I have the Regex pattern that's working, but I can't get it to match more than once; it won't even find a duplicate of the item it does match.
This is the sample HTML, which is currently only matching the first Anchor tag:
`<html><head>
<title></title>
</head>
<body class="body class">
<div>
<a title="1hubwhrrstn" href="http://www.example.com?tag=9qgbc"></a>
<a name=""></a>
<a class="3hubwhbbsrstn" href="http://www.example.com?tag=uqgibc"></a>
<a class="4whbihbw4bsetrrstn" href="http://www.example.com?tag=9uq4i"></a>
<a href="http://www.example.com?tag=9uq4i" class="4whbihbstn"></a>
</div></body>
</html>`
The Regex pattern I'm using is: (<a.*href=".*".*><\/a>)+/im
, and it's only matching the first anchor instance.

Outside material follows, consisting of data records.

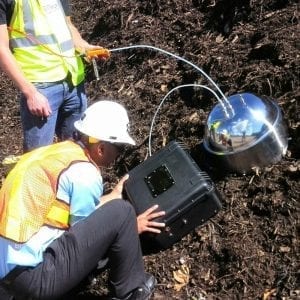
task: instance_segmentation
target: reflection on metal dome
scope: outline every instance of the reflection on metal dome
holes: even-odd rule
[[[287,150],[287,127],[279,106],[250,93],[228,98],[228,117],[217,104],[208,116],[204,148],[213,164],[246,173],[279,161]]]

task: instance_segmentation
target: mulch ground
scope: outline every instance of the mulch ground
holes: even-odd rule
[[[73,21],[91,43],[111,52],[99,62],[100,80],[87,67],[90,103],[123,103],[138,141],[119,164],[105,170],[107,188],[149,155],[154,113],[167,92],[206,84],[204,70],[226,95],[252,92],[282,108],[288,126],[287,155],[247,175],[211,171],[222,210],[171,249],[146,255],[158,280],[154,299],[299,299],[299,4],[292,0],[71,1]],[[144,45],[138,48],[123,47]],[[151,46],[152,48],[148,47]],[[0,159],[21,153],[17,90],[1,73]],[[162,105],[152,129],[152,151],[183,141],[199,155],[212,95],[180,89]],[[1,177],[6,169],[1,167]],[[179,275],[178,275],[179,274]],[[181,277],[180,277],[181,274]],[[179,277],[181,278],[179,278]],[[180,281],[182,281],[180,285]],[[107,292],[106,273],[93,274],[72,299]]]

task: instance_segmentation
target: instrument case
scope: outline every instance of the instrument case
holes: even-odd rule
[[[213,181],[177,141],[128,173],[124,188],[137,215],[154,204],[166,212],[155,219],[166,223],[160,234],[142,234],[141,240],[153,249],[171,247],[221,209],[221,196]]]

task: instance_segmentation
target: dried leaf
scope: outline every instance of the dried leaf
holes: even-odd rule
[[[288,170],[289,170],[290,172],[297,172],[297,171],[298,171],[298,166],[290,165],[290,166],[288,167]]]
[[[216,42],[219,44],[219,43],[222,43],[224,41],[224,37],[219,34],[217,37],[216,37]]]
[[[288,246],[281,246],[281,247],[279,248],[279,252],[282,252],[282,253],[288,253],[288,252],[290,252],[290,251],[291,251],[291,248],[288,247]]]
[[[178,292],[189,283],[190,270],[187,265],[182,265],[177,271],[173,271],[173,277],[176,281],[174,289]]]
[[[263,294],[263,300],[269,300],[271,296],[274,296],[276,289],[266,289]]]
[[[200,121],[200,118],[198,116],[198,113],[193,113],[189,116],[188,118],[189,122],[199,122]]]
[[[160,90],[161,90],[162,92],[166,93],[167,90],[168,90],[168,86],[167,86],[166,84],[161,84]]]
[[[3,161],[2,164],[3,165],[14,165],[16,164],[21,158],[21,155],[8,155],[6,156]]]

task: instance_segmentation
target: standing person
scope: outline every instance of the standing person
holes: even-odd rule
[[[121,199],[125,176],[103,195],[99,168],[134,145],[128,116],[112,101],[91,105],[75,123],[77,141],[24,154],[0,190],[0,289],[14,299],[58,299],[108,258],[112,299],[149,299],[138,233],[159,233],[156,206],[136,217]],[[1,295],[0,295],[1,298]],[[2,298],[3,299],[3,296]]]
[[[23,149],[68,139],[86,109],[82,39],[68,0],[0,0],[0,67],[21,92]]]

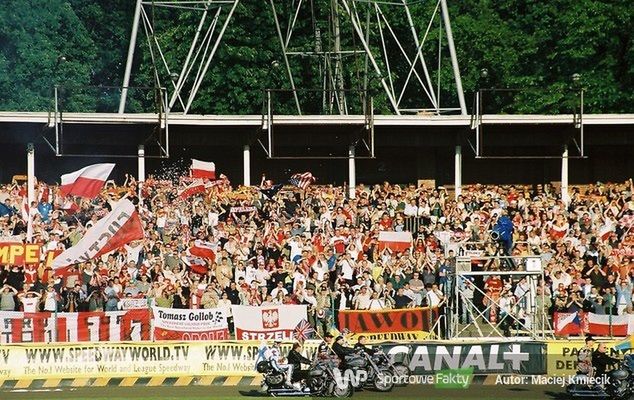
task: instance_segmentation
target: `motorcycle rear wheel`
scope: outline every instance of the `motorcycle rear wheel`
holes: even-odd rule
[[[349,382],[347,385],[345,385],[345,387],[339,387],[339,385],[337,385],[336,383],[332,383],[328,392],[328,397],[352,397],[352,393],[354,393],[354,388]]]

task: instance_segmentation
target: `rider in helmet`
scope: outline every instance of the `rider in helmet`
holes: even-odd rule
[[[601,378],[605,375],[605,370],[608,365],[618,362],[618,358],[610,357],[607,354],[607,347],[605,343],[599,343],[597,349],[592,353],[592,366],[594,367],[594,373],[597,378]]]
[[[592,366],[592,355],[594,351],[594,338],[586,337],[586,345],[579,350],[577,354],[577,372],[587,375],[589,378],[594,376],[594,368]]]
[[[330,346],[332,346],[332,339],[334,336],[330,332],[324,334],[324,341],[319,344],[317,349],[317,357],[320,359],[328,358],[330,355]]]
[[[280,340],[273,342],[273,346],[269,347],[265,354],[265,358],[271,363],[273,368],[284,374],[286,377],[286,385],[288,387],[292,387],[291,378],[293,376],[293,366],[285,363],[284,357],[282,357],[282,353],[280,351],[280,344],[282,344]]]

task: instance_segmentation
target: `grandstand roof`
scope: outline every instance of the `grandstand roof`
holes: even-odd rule
[[[0,112],[0,123],[49,123],[48,112]],[[274,121],[284,125],[352,125],[362,124],[363,115],[276,115]],[[69,123],[139,124],[155,123],[157,114],[64,113]],[[570,124],[570,115],[483,115],[482,122],[500,125]],[[182,115],[170,114],[170,125],[260,126],[261,115]],[[376,126],[468,126],[470,115],[376,115]],[[634,125],[634,114],[584,114],[584,125]]]

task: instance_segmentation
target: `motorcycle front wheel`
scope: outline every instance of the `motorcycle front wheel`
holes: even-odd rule
[[[382,370],[381,374],[374,380],[374,388],[379,392],[389,392],[394,388],[396,380],[394,373],[388,370]]]
[[[337,398],[352,397],[352,393],[354,392],[354,387],[352,387],[352,384],[349,382],[343,387],[337,385],[336,383],[332,383],[330,385],[330,390],[328,392],[329,392],[327,394],[328,397],[337,397]]]
[[[412,371],[409,370],[407,365],[403,363],[394,363],[394,373],[396,374],[396,380],[398,383],[396,386],[405,386],[409,383],[409,377],[412,374]]]

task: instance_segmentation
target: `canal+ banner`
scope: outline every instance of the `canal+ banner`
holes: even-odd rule
[[[152,307],[154,340],[227,340],[229,325],[220,308]]]

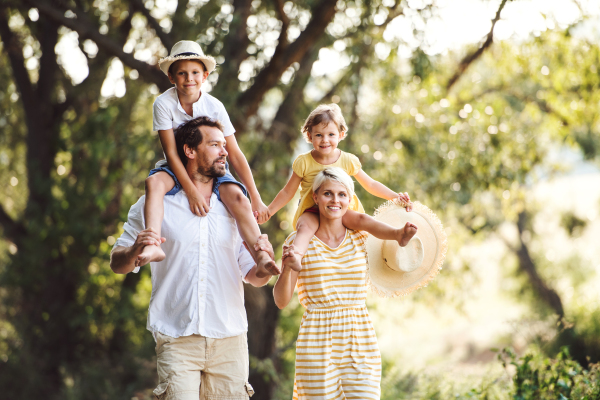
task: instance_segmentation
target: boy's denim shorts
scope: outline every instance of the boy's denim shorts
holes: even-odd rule
[[[238,182],[233,177],[233,175],[231,175],[231,172],[229,172],[229,163],[225,164],[225,168],[227,170],[225,172],[225,175],[223,175],[219,178],[215,178],[215,180],[213,182],[213,192],[217,195],[217,199],[221,200],[221,195],[219,194],[219,186],[221,186],[223,183],[235,183],[236,185],[238,185],[240,187],[240,189],[242,189],[242,193],[244,193],[244,196],[248,197],[248,190],[246,190],[246,186],[244,186],[243,183]],[[173,171],[171,171],[171,168],[169,168],[169,164],[167,164],[167,160],[160,160],[159,162],[157,162],[156,165],[154,166],[154,169],[150,170],[150,173],[148,174],[148,176],[152,176],[155,173],[160,172],[160,171],[166,172],[175,181],[175,186],[173,186],[173,189],[169,190],[166,193],[167,196],[173,196],[173,195],[179,193],[179,191],[183,189],[181,187],[181,183],[179,183],[179,180],[175,176],[175,173]]]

Also, I can't find a way tell it to match a new line or all on one line - it gives me one match, running multiple Anchor tags all together when they're on the same line, even though I'm using a capturing group to match the pattern to one anchor tag. So in this case, it's finding one match - even for the doubled Anchors on the same line:
`<html><head>
<title></title>
</head>
<body class="body class">
<div>
<a title="1tn" href="http://www.example.com"></a><a class="3htn" href="http://www.example.com"></a>
<a name=""></a>
<a class="4whbihbw4bsetrrstn" href="http://www.example.com?tag=9uq4i"></a>
<a href="http://www.example.com?tag=9uq4i" class="4whbihbstn"></a>
</div></body>
</html>`
I've gone through two hours of tinkering and double checking flags and quantifiers, testing as I go on regex101.com and can't figure where I'm making a mistake.
Any help would be great. Thanks so much!